Le dimanche 4 mai, 6 heures du matin, toujours assistés des citoyens commissaires, nous nous sommes transportés sur la place d’armes et de suite nous avons fait battre la générale, en présence du commandant de la Garde nationale, Demarquet.
S’étant de suite rassemblés nous leur avons annoncé que la Patrie était en danger, que nous présumions bien qu’il n’y aurait aucun d’eux qui n’eut envie de voler à sa défense, et de suite, se sont présentés et enrôlés, animés du désir le plus ardent et du courage du vrai républicain pour voler au secours de la Patrie, les citoyens : André Pignier, Jean Charles, Jacques Thiaudière, Guinot Miniel, et, comme ils laissaient femmes et enfants, excepté Jacques Thiaudière gagner se subsistance, ils ont réclamé des secours pour aider leurs familles en leur absence.
En conséquence, les citoyens ci-après dénommés se sont cotisés individuellement :
Vacher, Procureur,
Bonnisset
Jacques Ebras
Jean Dupin
François Chartier
Gaspard Audoux
Antoine Perain
Fleurant Augry
Fleurant Audoux
Jean Ferdonet
Jean Thabuteau
Louis Valat
Jacques Augais
Pierre Augry
François Angry
Louis Laurendeau
5 livres
5 livres
5 livres
1 livre
1 livre 10 sols
1 livre
15 sols
1 livre 15 sols
1 livre 10 sols
15 sols
10 sols
1 livre 10 sols
1 livre
1 livre
15 sols
5 livres
Normand
J. Vauzelle
Joseph Vauzelle
Jean Augry
Jean Bardeaux
Jean Roy
Jacques Dupré
J. Jaladeau
Jean Vauzelle
Jacques Thabuteau
Joseph Duquerroux
Marc Brugeat
Jean Augry
Joseph Moreau
Jean Mazureaux
5 livres
5 livres
1 livre 10 sols
1 livre
1 livre 10 sols
1 livre
1 livre
15 sols
15 sols
1 livre 10 sols
10 sols
1 livre
1 livre
1 livre
1 livre 10 sols
Après réquisition faite par les citoyens commissaires de la représentation du registre contenant les déclarations et dépôt d’armes et munitions nous leur avons de suite présenté lesdits registres. Après avoir pris lecture des procès-verbaux il appert qu’il n’y aurait en dépôt qu’un fusil simple que nous aurions ôté à François Augry, au même instant les bons citoyens qui ne peuvent porter leur arme pour la défense de la Patrie l’ont offerte aux braves défenseurs, sur l’invitation des citoyens commissaires.

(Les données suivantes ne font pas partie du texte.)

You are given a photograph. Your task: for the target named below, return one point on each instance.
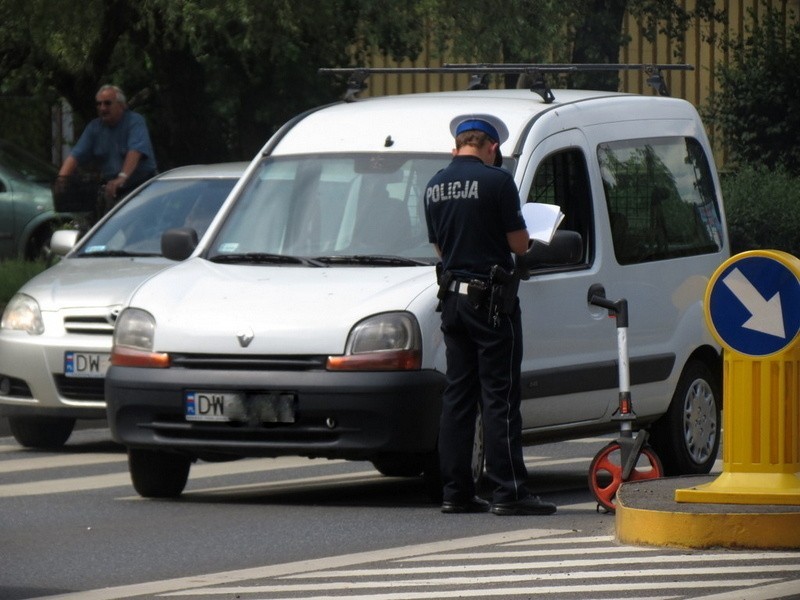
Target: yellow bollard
(752, 307)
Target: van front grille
(91, 325)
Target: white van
(305, 322)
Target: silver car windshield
(135, 229)
(332, 209)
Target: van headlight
(133, 341)
(23, 314)
(384, 342)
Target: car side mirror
(63, 240)
(179, 243)
(566, 248)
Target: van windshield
(332, 206)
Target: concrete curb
(647, 514)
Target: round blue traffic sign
(753, 302)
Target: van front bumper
(346, 415)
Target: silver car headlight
(383, 342)
(23, 314)
(134, 333)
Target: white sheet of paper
(542, 220)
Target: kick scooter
(628, 458)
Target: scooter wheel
(605, 473)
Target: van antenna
(533, 73)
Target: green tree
(216, 77)
(758, 106)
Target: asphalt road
(72, 527)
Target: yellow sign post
(752, 307)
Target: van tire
(433, 476)
(41, 432)
(687, 437)
(158, 474)
(398, 464)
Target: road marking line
(555, 564)
(527, 553)
(303, 566)
(505, 592)
(58, 461)
(199, 471)
(786, 589)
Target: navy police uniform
(470, 207)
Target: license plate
(238, 407)
(86, 364)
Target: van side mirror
(566, 248)
(63, 240)
(179, 243)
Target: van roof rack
(533, 74)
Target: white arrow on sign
(766, 315)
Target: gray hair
(119, 93)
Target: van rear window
(661, 199)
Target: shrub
(758, 106)
(763, 209)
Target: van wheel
(433, 476)
(158, 474)
(41, 432)
(687, 437)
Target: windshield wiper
(117, 253)
(264, 258)
(372, 259)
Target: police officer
(474, 221)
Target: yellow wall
(694, 86)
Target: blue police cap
(489, 124)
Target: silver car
(55, 334)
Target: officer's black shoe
(532, 505)
(474, 505)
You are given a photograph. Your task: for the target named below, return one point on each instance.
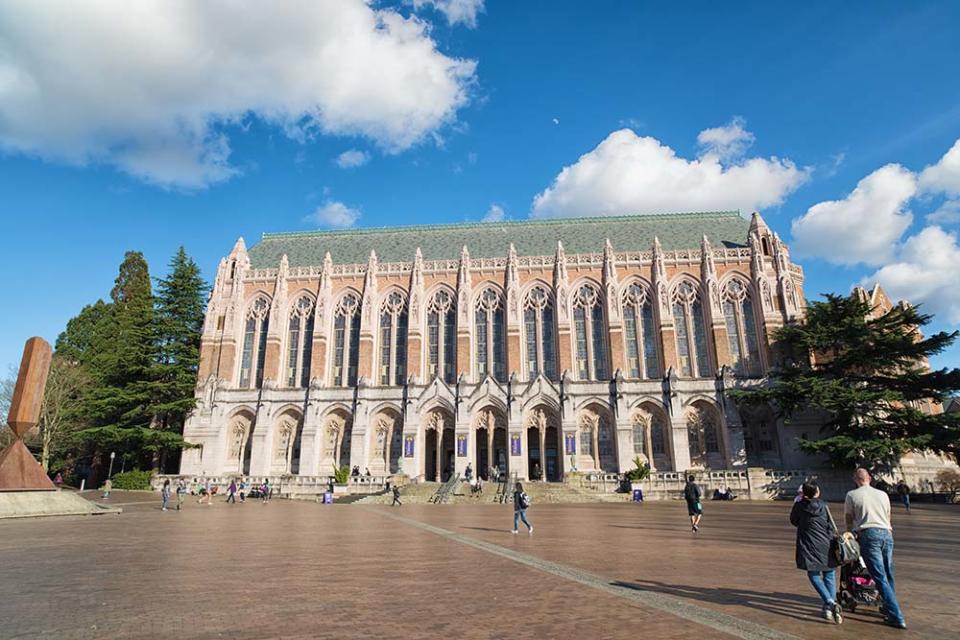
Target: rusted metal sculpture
(19, 470)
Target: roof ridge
(476, 224)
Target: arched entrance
(543, 445)
(490, 426)
(439, 452)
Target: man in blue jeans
(867, 513)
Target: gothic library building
(536, 347)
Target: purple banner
(570, 444)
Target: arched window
(741, 328)
(591, 344)
(254, 344)
(346, 341)
(638, 326)
(393, 339)
(442, 337)
(300, 342)
(703, 434)
(490, 345)
(540, 339)
(692, 354)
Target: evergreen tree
(179, 322)
(868, 374)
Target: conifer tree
(179, 321)
(868, 374)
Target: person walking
(693, 496)
(181, 493)
(815, 533)
(521, 502)
(165, 494)
(904, 492)
(866, 511)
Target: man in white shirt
(867, 513)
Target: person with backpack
(693, 496)
(815, 533)
(181, 493)
(521, 502)
(165, 494)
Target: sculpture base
(20, 471)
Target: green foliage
(640, 472)
(133, 480)
(868, 376)
(179, 322)
(341, 474)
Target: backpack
(524, 501)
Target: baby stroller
(857, 587)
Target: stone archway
(337, 431)
(439, 453)
(386, 435)
(651, 425)
(544, 460)
(490, 438)
(597, 439)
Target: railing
(443, 493)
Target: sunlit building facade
(537, 347)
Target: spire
(560, 276)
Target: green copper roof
(491, 239)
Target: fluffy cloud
(864, 226)
(925, 271)
(335, 214)
(943, 177)
(627, 173)
(352, 158)
(150, 86)
(457, 11)
(728, 142)
(494, 214)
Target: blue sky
(193, 126)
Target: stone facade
(536, 363)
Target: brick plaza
(291, 569)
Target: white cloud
(943, 177)
(150, 86)
(334, 214)
(627, 173)
(863, 227)
(925, 271)
(728, 142)
(494, 214)
(457, 11)
(352, 158)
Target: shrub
(641, 471)
(133, 480)
(341, 474)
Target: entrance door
(552, 456)
(534, 460)
(430, 455)
(481, 462)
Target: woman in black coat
(814, 540)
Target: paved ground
(302, 570)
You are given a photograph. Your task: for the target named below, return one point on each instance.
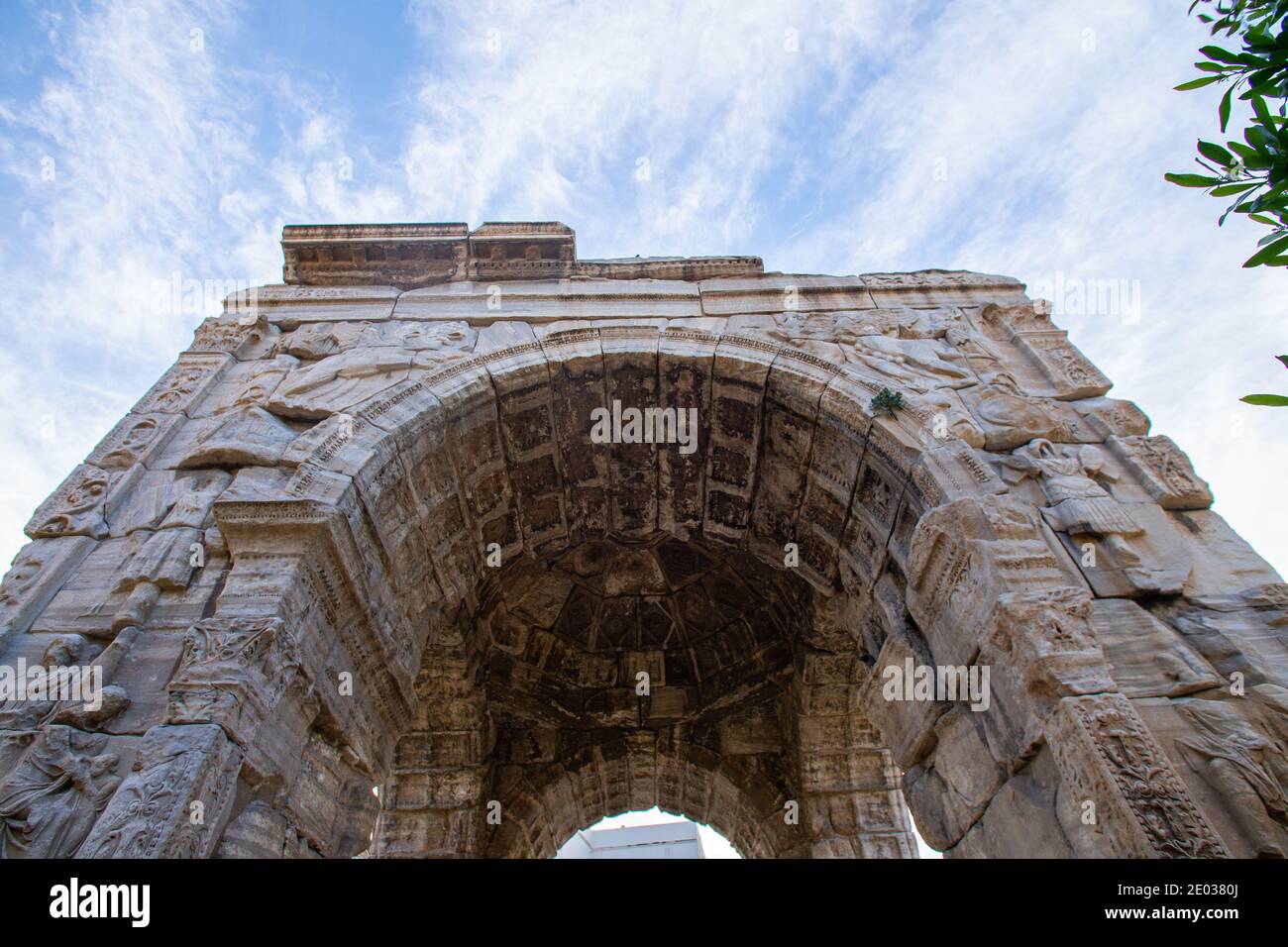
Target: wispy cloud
(828, 137)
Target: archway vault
(420, 573)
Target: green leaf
(1192, 179)
(1215, 153)
(1198, 82)
(1219, 54)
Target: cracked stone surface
(361, 536)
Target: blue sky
(149, 138)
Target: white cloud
(815, 149)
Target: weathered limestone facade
(360, 536)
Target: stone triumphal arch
(360, 579)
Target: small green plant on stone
(1269, 399)
(887, 402)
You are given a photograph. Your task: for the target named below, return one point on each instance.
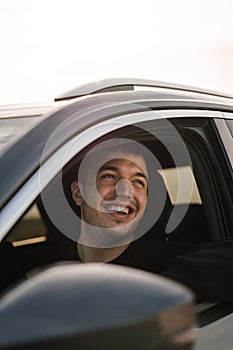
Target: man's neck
(99, 255)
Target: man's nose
(124, 188)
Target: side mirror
(96, 306)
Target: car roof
(87, 110)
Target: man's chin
(107, 237)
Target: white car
(188, 132)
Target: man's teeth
(117, 208)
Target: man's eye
(139, 183)
(107, 176)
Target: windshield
(12, 129)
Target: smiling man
(112, 198)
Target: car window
(29, 230)
(12, 129)
(230, 126)
(37, 241)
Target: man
(112, 213)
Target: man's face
(122, 188)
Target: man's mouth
(118, 209)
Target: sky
(50, 46)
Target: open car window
(37, 241)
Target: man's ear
(76, 193)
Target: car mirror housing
(97, 306)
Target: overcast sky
(50, 46)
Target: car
(188, 133)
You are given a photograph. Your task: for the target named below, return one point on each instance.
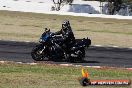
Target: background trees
(59, 3)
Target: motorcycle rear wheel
(36, 53)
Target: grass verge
(14, 75)
(21, 26)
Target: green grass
(29, 26)
(54, 76)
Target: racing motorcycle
(49, 49)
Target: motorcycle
(49, 49)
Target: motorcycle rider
(67, 38)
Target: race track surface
(95, 56)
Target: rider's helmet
(65, 24)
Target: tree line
(113, 5)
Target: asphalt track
(95, 56)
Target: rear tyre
(36, 53)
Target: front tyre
(36, 53)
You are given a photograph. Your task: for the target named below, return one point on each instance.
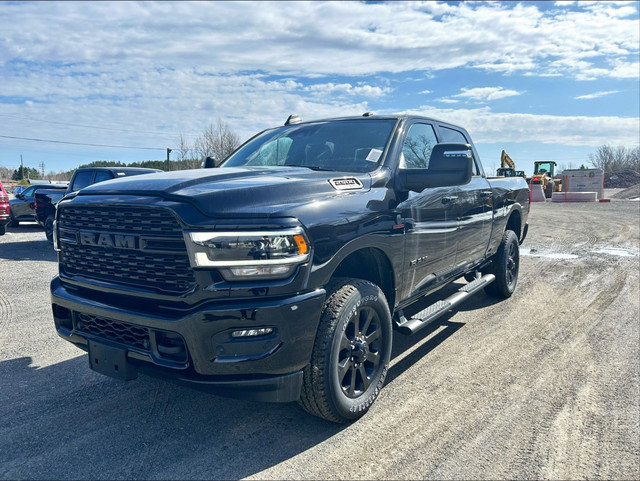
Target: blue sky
(542, 80)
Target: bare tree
(216, 141)
(186, 155)
(616, 159)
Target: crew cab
(283, 274)
(46, 199)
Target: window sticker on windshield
(374, 155)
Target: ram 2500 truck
(45, 200)
(283, 274)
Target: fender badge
(346, 183)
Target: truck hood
(238, 191)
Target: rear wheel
(505, 266)
(351, 352)
(48, 228)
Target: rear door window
(82, 180)
(102, 176)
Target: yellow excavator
(508, 167)
(544, 173)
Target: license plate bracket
(111, 361)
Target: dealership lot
(543, 385)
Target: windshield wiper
(312, 167)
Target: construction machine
(507, 166)
(544, 172)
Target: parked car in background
(46, 199)
(5, 210)
(23, 208)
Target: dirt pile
(629, 193)
(621, 180)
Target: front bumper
(198, 347)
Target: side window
(455, 136)
(452, 136)
(82, 180)
(416, 150)
(28, 193)
(102, 176)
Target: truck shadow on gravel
(39, 250)
(434, 334)
(66, 422)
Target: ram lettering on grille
(118, 241)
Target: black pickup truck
(46, 199)
(283, 274)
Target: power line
(81, 143)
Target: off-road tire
(505, 266)
(351, 352)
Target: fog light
(263, 331)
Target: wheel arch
(371, 264)
(515, 223)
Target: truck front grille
(154, 257)
(120, 219)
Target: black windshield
(348, 145)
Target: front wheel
(351, 352)
(505, 266)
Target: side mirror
(209, 163)
(449, 165)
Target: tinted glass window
(456, 137)
(28, 193)
(352, 146)
(102, 176)
(82, 180)
(452, 136)
(416, 150)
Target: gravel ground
(544, 385)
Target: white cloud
(596, 95)
(486, 93)
(325, 38)
(486, 126)
(348, 89)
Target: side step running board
(434, 311)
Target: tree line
(216, 141)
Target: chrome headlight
(249, 255)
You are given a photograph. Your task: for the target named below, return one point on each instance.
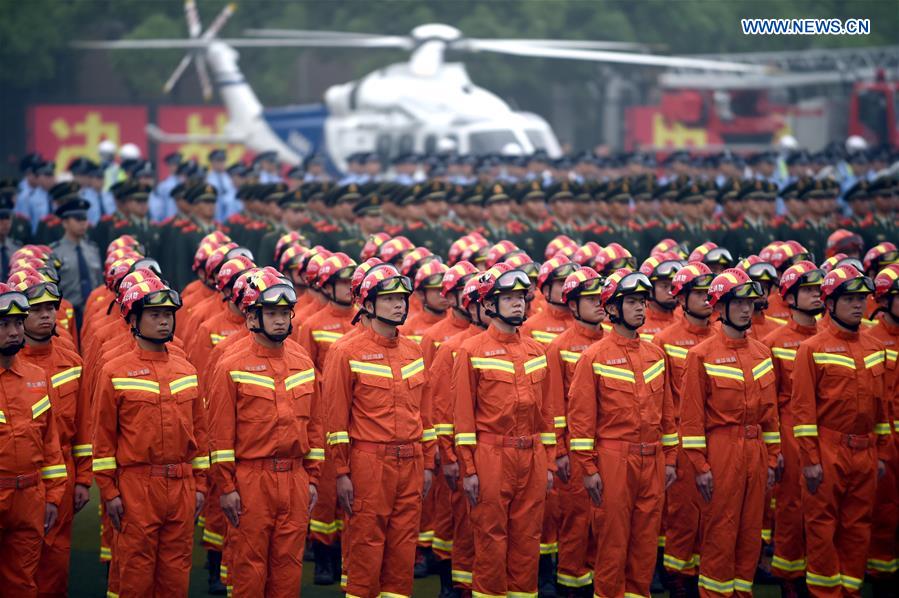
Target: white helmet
(106, 148)
(856, 143)
(788, 142)
(129, 151)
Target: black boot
(546, 577)
(214, 565)
(324, 567)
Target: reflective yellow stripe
(82, 450)
(339, 438)
(723, 371)
(135, 384)
(608, 371)
(52, 472)
(315, 455)
(654, 371)
(833, 359)
(242, 377)
(409, 370)
(104, 464)
(805, 430)
(675, 351)
(466, 439)
(299, 378)
(223, 456)
(694, 442)
(532, 365)
(784, 354)
(64, 376)
(176, 386)
(326, 336)
(875, 358)
(569, 356)
(40, 407)
(489, 363)
(762, 368)
(543, 337)
(582, 444)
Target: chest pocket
(256, 396)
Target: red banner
(194, 120)
(63, 132)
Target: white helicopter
(419, 106)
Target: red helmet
(581, 283)
(733, 283)
(586, 253)
(882, 254)
(623, 282)
(456, 277)
(372, 244)
(614, 257)
(694, 276)
(844, 280)
(499, 251)
(803, 273)
(844, 241)
(555, 268)
(268, 287)
(887, 281)
(152, 292)
(230, 269)
(394, 250)
(338, 266)
(430, 275)
(662, 266)
(12, 302)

Normand, maire, a fournit un fusil monté à gauche; Mirel, officier municipal, Jean Roy, Jean Deschamps, Germain Rengeard, Jean Ranget dit Lachaume ont fourni chacun un fusil, lesquels nous les ont mis de suite entre les mains et que nous envoyons au même instant au Directoire du district et qui sont toutes les armes qui ont été fournies par notre commune.
Vacher de la Pouge a fourni à Jean Charles un sabre avec son ceinturon.
Quant aux munitions, n’en ayant que très peu, les commissaires susdits les ont laissées entre les mains de la municipalité, dont et de tout nous avons fait dressé le présent procès-verbal les jours, mois et an que dessus.
5 mai 1793
16 floréal An I
Sursis au départ des volontaires
Nous, commissaires soussignés, prévenons la municipalité et Garde nationale de Plaisance que, si les citoyens qui se sont enrôlés hier sont retournés chez eux, ce n’est que par notre ordre, en vertu d’une lettre du Procureur syndic du district de Montmorillon.
En conséquence les prions de les laisser libres et leur recommander de ne point s’éloigner de leur commune qu’avec une permission et ils désignèrent le lieu où ils voudront aller pour qu’on puisse les rassembler au premier signal.
Signé : Thomas Boisclaire, commissaire. Delage, commissaire.